Der ursprüngliche Antrag des Bürgermeisters habe nicht die faire Kostenverteilung des Belüftungsgerätes für die spätere Nutzung der Angler beinhaltet. Erst in einem seinerseits vorgelegten Eilantrags am 10.12.20 habe er sich darauf besonnen, den Anglern wenigstens die Betriebskosten von 30 Euro monatlich zu berechnen. "Jetzt werden auch die Erstehungskosten des Belüftungsgerätes kostengerecht auf den Nachnutzer berechnet. Der ursprüngliche Antrag des Bürgermeisters hatte nicht die größtmögliche Öffnung des Dorfweiher Areals vorgesehen. Der Änderungsantrag der SPD schon. Um das ganz klar zu stellen, die bestmögliche Entscheidung, das Idyll Dorfweiher für alle Bürger der Gemeinde zukünftig zugänglich zu machen, ist das Verdienst der SPD und des Parlamentes von Hasselroth, die geschlossen diesem Änderungsantrag der SPD zugestimmt haben, und nicht des Bürgermeisters. In den Sozialen Medien hatten, noch nach dem Beschluss am 7. Januar, einige Bürger bedenken, dass hier eine Chance vertan worden wäre. Dem ist nicht so, die SPD hat die Chance gewahrt in dem sie den Gemeindevorstand damit beauftragt hat, ein Konzept zu erarbeiten, wonach größtmögliche Teile des Areals öffentlich zugänglich gemacht werden. Wir werden das Idyll nicht länger nur durch Luftbilder aus der Presse sehen, sondern die Natur als zukünftigen Dorfmittelpunkt integrieren", so Hellmuth weiter.
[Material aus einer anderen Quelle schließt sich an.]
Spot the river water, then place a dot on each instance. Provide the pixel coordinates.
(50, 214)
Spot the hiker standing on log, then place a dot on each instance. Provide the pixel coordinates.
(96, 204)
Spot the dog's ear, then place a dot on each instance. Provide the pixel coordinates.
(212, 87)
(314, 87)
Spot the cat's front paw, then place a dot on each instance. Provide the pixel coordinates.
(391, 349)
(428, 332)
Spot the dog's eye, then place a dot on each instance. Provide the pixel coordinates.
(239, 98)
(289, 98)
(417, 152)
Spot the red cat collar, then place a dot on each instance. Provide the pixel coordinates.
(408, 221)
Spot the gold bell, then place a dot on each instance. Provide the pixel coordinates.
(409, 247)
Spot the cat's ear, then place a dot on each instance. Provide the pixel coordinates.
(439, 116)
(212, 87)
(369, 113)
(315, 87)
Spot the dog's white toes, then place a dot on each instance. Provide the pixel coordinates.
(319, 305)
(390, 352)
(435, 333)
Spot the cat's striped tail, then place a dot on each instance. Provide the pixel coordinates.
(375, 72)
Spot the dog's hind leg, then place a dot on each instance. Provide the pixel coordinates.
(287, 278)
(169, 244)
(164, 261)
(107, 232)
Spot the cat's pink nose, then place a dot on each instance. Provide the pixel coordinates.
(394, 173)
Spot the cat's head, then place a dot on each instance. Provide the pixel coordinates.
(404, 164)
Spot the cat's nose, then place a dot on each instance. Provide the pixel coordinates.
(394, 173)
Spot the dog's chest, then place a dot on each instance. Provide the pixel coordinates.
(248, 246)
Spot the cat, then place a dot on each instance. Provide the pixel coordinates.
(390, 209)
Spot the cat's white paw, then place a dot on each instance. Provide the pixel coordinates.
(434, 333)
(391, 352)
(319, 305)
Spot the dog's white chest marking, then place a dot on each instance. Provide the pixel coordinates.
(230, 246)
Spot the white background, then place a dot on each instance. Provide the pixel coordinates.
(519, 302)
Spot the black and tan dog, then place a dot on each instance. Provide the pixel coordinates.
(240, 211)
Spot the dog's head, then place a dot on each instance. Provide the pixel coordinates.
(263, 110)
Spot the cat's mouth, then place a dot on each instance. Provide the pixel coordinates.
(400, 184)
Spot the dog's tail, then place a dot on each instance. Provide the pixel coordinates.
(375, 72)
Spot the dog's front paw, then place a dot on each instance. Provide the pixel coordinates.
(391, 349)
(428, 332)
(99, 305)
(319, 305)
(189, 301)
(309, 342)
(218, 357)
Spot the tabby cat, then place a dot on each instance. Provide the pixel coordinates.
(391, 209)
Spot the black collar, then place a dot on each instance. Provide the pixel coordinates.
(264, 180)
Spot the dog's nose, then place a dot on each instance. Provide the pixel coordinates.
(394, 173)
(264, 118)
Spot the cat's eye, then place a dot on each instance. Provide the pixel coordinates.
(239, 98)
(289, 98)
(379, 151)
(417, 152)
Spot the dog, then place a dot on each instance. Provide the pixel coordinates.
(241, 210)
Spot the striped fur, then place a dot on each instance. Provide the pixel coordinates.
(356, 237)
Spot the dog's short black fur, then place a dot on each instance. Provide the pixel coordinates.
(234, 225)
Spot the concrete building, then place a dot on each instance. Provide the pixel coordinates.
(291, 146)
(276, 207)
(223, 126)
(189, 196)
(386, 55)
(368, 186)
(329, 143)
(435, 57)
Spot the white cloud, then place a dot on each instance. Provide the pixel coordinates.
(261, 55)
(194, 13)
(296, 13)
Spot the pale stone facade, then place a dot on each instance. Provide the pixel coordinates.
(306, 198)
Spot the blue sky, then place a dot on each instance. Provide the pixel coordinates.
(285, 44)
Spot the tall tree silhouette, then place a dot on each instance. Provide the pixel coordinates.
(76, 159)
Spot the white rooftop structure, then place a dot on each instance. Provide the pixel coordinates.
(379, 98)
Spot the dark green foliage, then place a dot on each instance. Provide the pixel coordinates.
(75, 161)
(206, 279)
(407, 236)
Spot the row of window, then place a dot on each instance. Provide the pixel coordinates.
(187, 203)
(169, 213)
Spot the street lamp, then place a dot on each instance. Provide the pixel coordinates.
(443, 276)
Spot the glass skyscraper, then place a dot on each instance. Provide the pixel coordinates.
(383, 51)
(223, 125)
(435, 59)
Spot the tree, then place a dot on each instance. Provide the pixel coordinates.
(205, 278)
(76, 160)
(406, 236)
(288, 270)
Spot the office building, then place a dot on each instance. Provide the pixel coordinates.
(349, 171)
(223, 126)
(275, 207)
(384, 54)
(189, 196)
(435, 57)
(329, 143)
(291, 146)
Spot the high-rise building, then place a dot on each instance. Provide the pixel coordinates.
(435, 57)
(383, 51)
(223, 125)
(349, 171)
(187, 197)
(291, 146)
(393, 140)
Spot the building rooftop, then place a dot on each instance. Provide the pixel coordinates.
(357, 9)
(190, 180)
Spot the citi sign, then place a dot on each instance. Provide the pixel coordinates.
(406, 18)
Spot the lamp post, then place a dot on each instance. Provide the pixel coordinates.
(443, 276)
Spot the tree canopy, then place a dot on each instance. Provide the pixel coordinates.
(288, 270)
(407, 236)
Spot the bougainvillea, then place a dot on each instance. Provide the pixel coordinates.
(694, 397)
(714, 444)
Abschließend teilt der SPD-Gemeindevertreter mit: "Man kann hier die SPD nur beglückwünschen, dass sie ihre Standpunkte formuliert und fest vertreten hat und damit auch dem gesamte Parlament, das diese einstimmig bestätigt hat. Es ist das demokratisch gewählte Parlament, das mit ihren Vorschlägen der Auftraggeber der Gemeindegremien ist und nicht der Bürgermeister. Er muss mit dem Gemeindevorstand dafür Sorge tragen, dass die getroffen Beschlüsse umgesetzt werden und nicht umgekehrt. Der Gemeindeverwaltung und hier ganz besonders dem Bauamt der Gemeinde Hasselroth gilt unser Vertrauen, die Ausschreibung der Sanierungsarbeiten so zu gestalten, dass ein Belüftungsgerät nicht von der Gemeinde angeschafft werden muss, sondern für die Arbeiten durch den Auftragnehmer zur Verfügung gestellt wird. Auch diese Entscheidung wird der Gemeinde Geld sparen. Die fachliche Kompetenz und unsere volle Wertschätzung hat das Bauamt, mit solchen Situationen umzugehen. Es bleibt zu wünschen, dass die Akteure in der Verwaltung dies bei zukünftigen Aufträgen des Parlamentes schon im Vorfeld berücksichtigen und die kostengünstige, oder besser gesagt wirtschaftlichste Entscheidung selbstbestimmt treffen können. Es ist halt manchmal gescheiter, auf die Fachkompetenz zu vertrauen als auf die Anweisungen eines Vorgesetzten."